Cicero's Tusculan Disputations

Chapter Summaries

Source: Andrew P. Peabody (translator), Cicero's Tusculan Disputations, Boston, 1886. (pp. iii–xii)

Book 1  |  Book 2  |  Book 3  |  Book 4  |  Book 5  |  Links


Book 1

On the Contempt of Death

  1. Reasons for discussing philosophical subjects in Latin.

  2. Poetry and art cultivated in Rome at a comparatively late period.

  3. Oratory cherished at an earlier time. Philosophy neglected.

  4. Plan of the Tusculan Disputations.

  5. "Whether death is an evil," proposed as the subject for the first day.

  6. The stories about the under-world, fictitious.

  7. The dead not miserable, if they have ceased to be.

  8. Death, on that supposition, is not an evil.

  9. Different theories as to the nature of the soul, and as to its fate when the body dies.

  10. Aristotle's fifth element, as constituting the soul.

  11. The theories of the soul inconsistent, and those consistent, with its continued life.

  12. The belief of the ancients in immortality proved by commemorative rites and the honor paid to sepulchres.

  13. On this, as on every subject, the common sense of mankind is the law of nature.

  14. Instinctive consciousness of immortality.

  15. Men crave posthumous praise because they expect to enjoy it.

  16. Absurd notions as to the shades of the dead.
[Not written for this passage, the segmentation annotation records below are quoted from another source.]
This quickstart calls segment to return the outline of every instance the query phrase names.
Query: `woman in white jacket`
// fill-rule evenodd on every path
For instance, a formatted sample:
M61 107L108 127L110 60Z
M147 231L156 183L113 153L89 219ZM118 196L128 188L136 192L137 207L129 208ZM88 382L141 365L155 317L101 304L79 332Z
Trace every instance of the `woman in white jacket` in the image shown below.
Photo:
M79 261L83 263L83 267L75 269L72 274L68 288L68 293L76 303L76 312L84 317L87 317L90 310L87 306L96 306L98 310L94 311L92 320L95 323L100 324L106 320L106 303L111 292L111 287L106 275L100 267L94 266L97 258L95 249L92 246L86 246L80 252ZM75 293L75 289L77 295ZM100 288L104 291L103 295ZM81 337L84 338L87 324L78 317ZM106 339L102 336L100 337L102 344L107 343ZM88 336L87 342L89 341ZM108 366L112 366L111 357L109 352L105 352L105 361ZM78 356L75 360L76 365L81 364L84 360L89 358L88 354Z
  17. Souls must tend upward when they leave the body.

  18. Reasons for so believing.

  19. The soul's flight traced.

  20. Perception a function, not of the organs of sense, but of the soul.

  21. Absurdity of the philosophy which denies the continued existence of the soul.

  22. No greater, difficulty in conceiving of the soul's life when disembodied, than when in the body.

  23. Plato's argument for the soul's future from its past eternity.

  24. Alleged reminiscences of a previous existence.

  25. The powers of the soul proofs of its immortality.

  26. Poetry, eloquence, and philosophy, God inspired, and therefore tokens of a divine and immortal life.

  27. A quotation from Cicero's Consolatio, on the divine origin of the soul.

  28. The greatness of the soul attested by its capacity of contemplating the universe.

  29. We know the soul in the same way in which we know God. The death of Socrates.

  30. What Socrates said in dying about the destiny of souls.

  31. Life apart from the body the only true life.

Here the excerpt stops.